In a New York minute, no fewer than two-and-a-half million farmer’s-daughter jokes flashed across Sancho’s brain.
Well okay, I’m from one of the backwater States, so the New York minute went on for around an hour and a half. It was like a flashback from ‘Nam. Except I didn’t go to ‘Nam – I was still trying really hard to grow pubic hair back during the Vietnam conflict. I know, I know, TMI.
But anyway, it was like a flashback – from…Mmm…from…Umm…Hey I know, from Comedy Central. That’s it! I’ve watched too much of that station. Man-Bear-Pig? Mr. Gore? You’ve killed Kenny! You bastard!

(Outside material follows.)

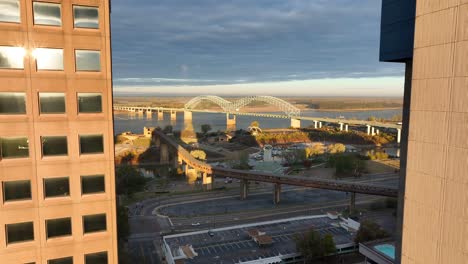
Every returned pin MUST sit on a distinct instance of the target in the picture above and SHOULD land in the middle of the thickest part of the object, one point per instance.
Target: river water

As for the fox-in-the-henhouse story line, I can’t compete with Ray Benson and Asleep at Wheel’s Ain’t Nobody Here but Us Chickens (in that you-tube video, I fancied myself as the rooster, go figure). But since SilentMute went from a change-up pitch to a slider (very clever) and Sounds is throwing every pitch in the book at me, I figure we’re over to a farmer’s-daughter story now, so I have a short-fiction recommendation:
Try Flannery O’Connor’s Good Country People
Here’s a teaser:
Joy winds up in the barn with a bible salesman, but it’s not what you’d expect.Quote:
Every morning Mrs. Hopewell got up at seven o’clock and lit her gas heater and Joy’s. Joy was her daughter, a large blonde girl who had an artificial leg. Mrs. Hopewell thought of her as a child though she was thirty-two years old and highly educated.
I visited Flannery a couple of weeks ago. I was on my way home to Atlanta from Macon and decided to take a side trip through Milledgeville just to try to find her marker in the cemetery there. I did. She died too young; I’d like to see where her writing would’ve gone.